Daraufhin lüftet Julian Nagelsmann im "Spiegel"-Gespräch ein Familiengeheimnis: Sein Vater war Angestellter beim Bundesnachrichtendienst (BND). Dies habe er selbst erst mit "15 oder 16 Jahren" erfahren. Zuvor lebte er in dem Glauben, sein Vater sei Berufssoldat. "Selbst mein Opa glaubte, sein Sohn sei Soldat." Von seinem Beruf habe sein Vater nur wenig gesprochen, aber "oft gesagt, ihm sei das alles zu viel. Das Teilen von Sorgen fand in seinem Beruf nicht statt. Ihn hat das dann am Ende sehr stark belastet." In welcher Position sein Vater beim BND arbeitete, das sei ihm nicht bekannt. „Ich darf darüber nicht mehr sagen. Und ich weiß auch gar nicht genau, was er gemacht hat.
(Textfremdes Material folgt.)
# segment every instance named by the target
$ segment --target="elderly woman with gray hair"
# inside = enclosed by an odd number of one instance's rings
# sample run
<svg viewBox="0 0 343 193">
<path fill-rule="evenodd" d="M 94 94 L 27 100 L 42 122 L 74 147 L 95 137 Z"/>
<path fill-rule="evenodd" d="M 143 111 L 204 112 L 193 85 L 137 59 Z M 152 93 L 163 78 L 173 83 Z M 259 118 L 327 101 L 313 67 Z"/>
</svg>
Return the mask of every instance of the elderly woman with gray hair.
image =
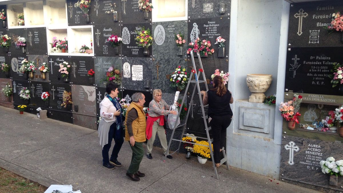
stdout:
<svg viewBox="0 0 343 193">
<path fill-rule="evenodd" d="M 146 144 L 146 157 L 150 159 L 152 159 L 151 151 L 153 145 L 155 141 L 156 133 L 158 135 L 159 141 L 164 151 L 165 155 L 168 155 L 168 144 L 166 136 L 166 131 L 163 127 L 164 125 L 164 116 L 172 114 L 177 114 L 175 111 L 169 111 L 170 105 L 167 104 L 162 99 L 162 91 L 160 89 L 155 89 L 152 92 L 154 99 L 149 104 L 149 116 L 146 120 L 146 139 L 148 140 Z M 167 158 L 172 159 L 171 156 L 168 155 Z"/>
</svg>

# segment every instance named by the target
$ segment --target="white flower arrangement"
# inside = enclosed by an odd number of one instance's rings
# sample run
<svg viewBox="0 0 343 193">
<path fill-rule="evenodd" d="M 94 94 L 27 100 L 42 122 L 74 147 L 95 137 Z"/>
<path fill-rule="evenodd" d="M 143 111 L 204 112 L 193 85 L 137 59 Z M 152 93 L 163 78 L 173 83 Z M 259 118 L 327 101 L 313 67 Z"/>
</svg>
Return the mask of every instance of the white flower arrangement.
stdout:
<svg viewBox="0 0 343 193">
<path fill-rule="evenodd" d="M 319 162 L 322 172 L 330 175 L 343 176 L 343 160 L 335 161 L 333 157 L 329 157 L 326 161 L 322 160 Z"/>
</svg>

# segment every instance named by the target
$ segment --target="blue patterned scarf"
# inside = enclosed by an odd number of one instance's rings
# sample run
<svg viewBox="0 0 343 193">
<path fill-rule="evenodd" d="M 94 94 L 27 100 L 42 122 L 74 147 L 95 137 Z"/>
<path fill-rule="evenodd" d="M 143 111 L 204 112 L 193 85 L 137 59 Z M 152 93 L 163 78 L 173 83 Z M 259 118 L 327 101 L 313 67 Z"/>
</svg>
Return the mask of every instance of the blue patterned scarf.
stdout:
<svg viewBox="0 0 343 193">
<path fill-rule="evenodd" d="M 123 120 L 121 118 L 121 112 L 123 112 L 123 110 L 121 109 L 121 105 L 119 104 L 119 102 L 117 99 L 117 98 L 113 99 L 109 95 L 107 94 L 106 96 L 109 100 L 113 103 L 113 105 L 116 107 L 118 110 L 120 110 L 120 114 L 119 116 L 116 116 L 116 123 L 117 123 L 117 127 L 116 129 L 116 139 L 119 139 L 119 137 L 122 137 L 123 133 L 122 133 L 123 127 Z"/>
</svg>

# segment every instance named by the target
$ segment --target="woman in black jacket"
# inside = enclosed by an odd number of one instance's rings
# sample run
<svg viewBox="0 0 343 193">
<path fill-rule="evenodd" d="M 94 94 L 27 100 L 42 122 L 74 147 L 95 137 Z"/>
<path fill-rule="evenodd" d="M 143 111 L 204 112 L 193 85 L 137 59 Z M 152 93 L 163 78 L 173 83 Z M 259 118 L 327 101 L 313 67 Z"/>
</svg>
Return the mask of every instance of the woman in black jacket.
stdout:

Er war jedenfalls nicht in der Verwaltung.“
"Glaube, dass ich authentisch auftreten kann, weil ich in meinem Leben einiges erlebt habe"
Rückblickend bezeichnet der zweifache Vater seinen eigenen Vater als "mutig": "Er musste im Beruf immer wieder Entscheidungen treffen in dem Bewusstsein, dass der ganze Plan auch in die Hose gehen konnte", sagt der einst jüngste Trainer der Bundesliga. Einige dieser Eigenschaften finde er nun auch bei sich selbst wieder: "Ich glaube, ich habe vieles von ihm übernommen." Daraus habe er für sich privat, aber auch für den Fußball wichtige Lehren gezogen: "Das Schlimmste im Leben ist, wenn man keine Entscheidungen trifft", ist er überzeugt. Das vermittle er nun auch seinen Nationalspielern. "Ich glaube, dass ich in solchen Momenten authentisch auftreten kann, weil ich in meinem Leben einiges erlebt habe."
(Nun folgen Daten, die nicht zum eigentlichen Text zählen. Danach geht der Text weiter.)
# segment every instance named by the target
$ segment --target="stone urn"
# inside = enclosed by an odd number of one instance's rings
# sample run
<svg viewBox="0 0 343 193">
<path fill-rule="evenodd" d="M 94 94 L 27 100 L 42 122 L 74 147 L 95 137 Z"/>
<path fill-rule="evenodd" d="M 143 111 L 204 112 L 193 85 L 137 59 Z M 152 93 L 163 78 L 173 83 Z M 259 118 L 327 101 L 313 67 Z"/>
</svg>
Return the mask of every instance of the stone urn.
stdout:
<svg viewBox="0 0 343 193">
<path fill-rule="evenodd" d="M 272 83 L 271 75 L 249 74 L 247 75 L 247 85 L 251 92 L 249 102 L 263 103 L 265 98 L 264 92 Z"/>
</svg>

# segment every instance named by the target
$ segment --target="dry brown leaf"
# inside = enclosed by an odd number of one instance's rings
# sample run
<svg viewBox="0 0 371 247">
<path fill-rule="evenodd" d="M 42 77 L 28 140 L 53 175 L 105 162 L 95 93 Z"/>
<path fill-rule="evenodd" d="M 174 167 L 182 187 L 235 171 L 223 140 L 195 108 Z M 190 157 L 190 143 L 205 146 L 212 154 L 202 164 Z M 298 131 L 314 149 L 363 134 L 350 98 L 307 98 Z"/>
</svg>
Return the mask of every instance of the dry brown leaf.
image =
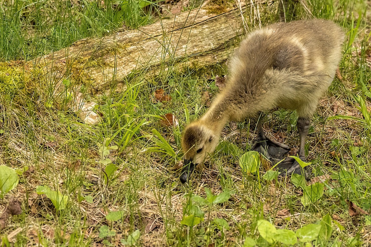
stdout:
<svg viewBox="0 0 371 247">
<path fill-rule="evenodd" d="M 289 210 L 287 208 L 283 208 L 277 211 L 276 215 L 281 217 L 288 217 L 291 215 L 291 214 Z"/>
<path fill-rule="evenodd" d="M 340 80 L 342 82 L 343 77 L 341 75 L 341 73 L 340 73 L 340 70 L 339 69 L 339 68 L 336 69 L 336 77 L 338 77 L 339 80 Z"/>
<path fill-rule="evenodd" d="M 48 141 L 44 144 L 42 144 L 43 147 L 46 148 L 50 148 L 56 147 L 58 145 L 53 141 Z"/>
<path fill-rule="evenodd" d="M 352 201 L 345 199 L 345 202 L 347 203 L 347 204 L 349 206 L 348 211 L 349 212 L 349 215 L 351 217 L 352 217 L 360 214 L 366 214 L 367 215 L 370 214 L 369 213 L 357 206 L 355 204 L 355 203 Z"/>
<path fill-rule="evenodd" d="M 31 211 L 35 214 L 37 213 L 37 209 L 34 205 L 31 206 Z"/>
<path fill-rule="evenodd" d="M 226 76 L 220 77 L 219 76 L 215 77 L 215 86 L 219 89 L 223 89 L 226 87 Z"/>
<path fill-rule="evenodd" d="M 331 179 L 331 176 L 328 174 L 317 176 L 311 180 L 311 184 L 313 184 L 318 182 L 323 183 L 326 180 L 330 180 L 330 179 Z"/>
<path fill-rule="evenodd" d="M 156 101 L 157 102 L 168 102 L 171 100 L 171 96 L 165 94 L 165 90 L 162 89 L 155 91 L 154 95 Z"/>
<path fill-rule="evenodd" d="M 159 222 L 157 221 L 157 219 L 149 219 L 148 223 L 145 226 L 144 232 L 146 233 L 149 233 L 156 228 L 158 228 L 160 225 Z"/>
<path fill-rule="evenodd" d="M 178 119 L 171 113 L 167 113 L 162 116 L 163 119 L 161 121 L 161 124 L 164 126 L 170 127 L 172 126 L 178 126 L 179 125 Z"/>
<path fill-rule="evenodd" d="M 332 105 L 331 106 L 331 109 L 332 110 L 333 116 L 335 116 L 338 113 L 338 110 L 339 109 L 339 101 L 337 100 L 334 101 L 334 103 L 332 104 Z"/>
</svg>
Eröffnungsspiel bei der EM 2024: "Der Papa hat gefehlt"
Im September 2024 offenbart der Bundestrainer im Interview mit RTL und "Stern", in welchem Augenblick er seinen Vater ganz besonders vermisst hat: Beim Eröffnungsspiel der Deutschen Nationalmannschaft gegen Schottland. Im Stadion drückten seine Liebsten die Daumen, am Ende siegte das DFB-Team mit 5:1. „Da war die Familie vereint. Der Papa hat gefehlt. Das ist natürlich schon ein emotionaler Moment”. Und weiter: „Wenn man da die Hymne hört und so ein bedeutendes Turnier vor der Brust hat, man auf der einen Seite ein bisschen angespannt ist, auf der anderen Seite sich aber freut, dass alle im Stadion sind [...]. Das ist auf jeden Fall ein Moment, den ich gerne mit meinem Papa geteilt hätte. Das wäre schön gewesen.”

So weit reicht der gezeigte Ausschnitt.